5. The method for displaying advertisements on an independent website according to claim 1, characterized in that, Constructing a target ad for a product includes the following steps: The system obtains the selling point copy images and target product images of the advertised products, and retrieves the advertising template images and their completion composition information that match the user's profile from the preset advertising template library. The selling point text image and the target product image are added to the advertising template image according to the completed composition information to obtain the target advertisement for the advertised product.

6. The method for displaying advertisements on an independent website according to claim 1, characterized in that, After constructing the target ad corresponding to the advertised product for display on the target page, the following steps are included: In response to the user's trigger event on the target advertisement, the user is redirected to the product details page of the advertised product, and a chat window is created between the user and the customer service representative. Product recommendation information is generated to guide the user in making a quick decision. The customer service representative then publishes this product recommendation information to the chat window for the user to view.

7. The method for displaying advertisements on an independent website according to claim 1, characterized in that, Before determining the user's interest rating for each product in the independent website store based on the user interaction sequence using a preset interest assessment model, the following steps are included: Obtain a dataset, which includes multiple samples and their supervision labels, wherein the samples and their supervision labels correspond to sample interaction sequences and their corresponding target interest evaluation distributions; The interest evaluation model is trained to convergence based on the dataset, and the model learns the ability to infer the corresponding interest evaluation distribution based on any user interaction sequence.

8. An independent website advertising display device, characterized in that, include: The event response module is used to respond to the target page loading event of an independent website store and obtain the corresponding user interaction sequence for the event. The interest assessment module is used to determine the user's interest rating for each product in the independent website store based on the user interaction sequence using a preset interest assessment model. The conversion evaluation module is used to determine the corresponding conversion rate for each product whose interest score meets the preset conditions, based on the product profile, the user profile, and the user interaction sequence using a preset conversion evaluation model. The advertising display module is used to select the products with the highest conversion rates as advertising products and construct corresponding target advertisements for display on the target page.

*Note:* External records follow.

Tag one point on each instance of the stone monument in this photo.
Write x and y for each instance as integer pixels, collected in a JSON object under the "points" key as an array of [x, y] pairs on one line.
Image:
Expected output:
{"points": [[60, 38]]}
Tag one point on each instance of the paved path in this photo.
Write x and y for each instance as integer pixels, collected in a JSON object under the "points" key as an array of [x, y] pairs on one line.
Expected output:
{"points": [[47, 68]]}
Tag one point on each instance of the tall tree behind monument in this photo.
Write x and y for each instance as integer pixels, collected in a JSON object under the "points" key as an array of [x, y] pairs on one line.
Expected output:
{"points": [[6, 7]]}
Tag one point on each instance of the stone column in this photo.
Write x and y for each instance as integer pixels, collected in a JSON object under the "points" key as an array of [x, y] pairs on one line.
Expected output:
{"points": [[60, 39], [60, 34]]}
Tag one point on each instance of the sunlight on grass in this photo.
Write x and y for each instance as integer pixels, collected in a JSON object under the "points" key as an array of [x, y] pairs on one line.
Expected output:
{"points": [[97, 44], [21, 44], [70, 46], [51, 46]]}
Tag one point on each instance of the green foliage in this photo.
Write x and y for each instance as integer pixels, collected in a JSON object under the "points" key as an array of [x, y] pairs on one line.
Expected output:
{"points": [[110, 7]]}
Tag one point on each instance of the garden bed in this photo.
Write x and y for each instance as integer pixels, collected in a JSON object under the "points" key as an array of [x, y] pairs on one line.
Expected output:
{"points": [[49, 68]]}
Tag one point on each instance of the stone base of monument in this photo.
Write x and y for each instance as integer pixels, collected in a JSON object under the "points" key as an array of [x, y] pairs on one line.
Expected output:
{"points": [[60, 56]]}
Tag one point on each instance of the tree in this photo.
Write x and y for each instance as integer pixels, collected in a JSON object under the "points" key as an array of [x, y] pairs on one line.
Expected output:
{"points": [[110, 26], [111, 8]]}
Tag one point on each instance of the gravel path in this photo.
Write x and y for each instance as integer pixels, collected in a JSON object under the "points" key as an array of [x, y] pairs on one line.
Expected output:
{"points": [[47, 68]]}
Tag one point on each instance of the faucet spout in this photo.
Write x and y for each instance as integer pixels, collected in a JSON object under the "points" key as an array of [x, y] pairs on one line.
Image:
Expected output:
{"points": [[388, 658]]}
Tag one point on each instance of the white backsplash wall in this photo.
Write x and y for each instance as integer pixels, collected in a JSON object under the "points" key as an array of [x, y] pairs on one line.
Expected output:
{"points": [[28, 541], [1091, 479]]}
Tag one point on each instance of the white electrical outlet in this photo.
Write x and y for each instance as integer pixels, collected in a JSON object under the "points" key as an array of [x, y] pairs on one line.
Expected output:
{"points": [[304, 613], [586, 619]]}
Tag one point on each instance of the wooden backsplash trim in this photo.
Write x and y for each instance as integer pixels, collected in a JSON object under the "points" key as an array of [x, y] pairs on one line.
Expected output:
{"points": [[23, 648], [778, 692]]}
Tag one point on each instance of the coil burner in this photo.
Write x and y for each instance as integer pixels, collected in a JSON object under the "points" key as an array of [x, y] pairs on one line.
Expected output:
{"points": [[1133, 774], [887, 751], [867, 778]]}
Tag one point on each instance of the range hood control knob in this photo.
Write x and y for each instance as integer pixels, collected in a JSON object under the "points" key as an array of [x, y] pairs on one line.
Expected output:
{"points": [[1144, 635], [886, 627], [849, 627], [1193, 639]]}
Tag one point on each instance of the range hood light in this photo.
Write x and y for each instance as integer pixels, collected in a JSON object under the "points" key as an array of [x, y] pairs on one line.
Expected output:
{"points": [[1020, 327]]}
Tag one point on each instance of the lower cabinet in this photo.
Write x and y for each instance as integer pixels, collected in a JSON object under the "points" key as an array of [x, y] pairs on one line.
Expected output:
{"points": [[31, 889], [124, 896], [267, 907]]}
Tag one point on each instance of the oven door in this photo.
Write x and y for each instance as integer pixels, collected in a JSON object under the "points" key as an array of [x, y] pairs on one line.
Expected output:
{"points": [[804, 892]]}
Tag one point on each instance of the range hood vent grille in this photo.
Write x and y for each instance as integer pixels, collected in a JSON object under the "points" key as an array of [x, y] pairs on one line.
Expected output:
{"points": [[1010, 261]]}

9. A computer device comprising a central processing unit and a memory, characterized in that, The central processing unit is used to invoke and run a computer program stored in the memory to perform the steps of the method as described in any one of claims 1 to 7.

10. A computer-readable storage medium, characterized in that, It stores, in the form of computer-readable instructions, a computer program implemented according to any one of claims 1 to 7, which, when invoked by a computer, executes the steps included in the corresponding method.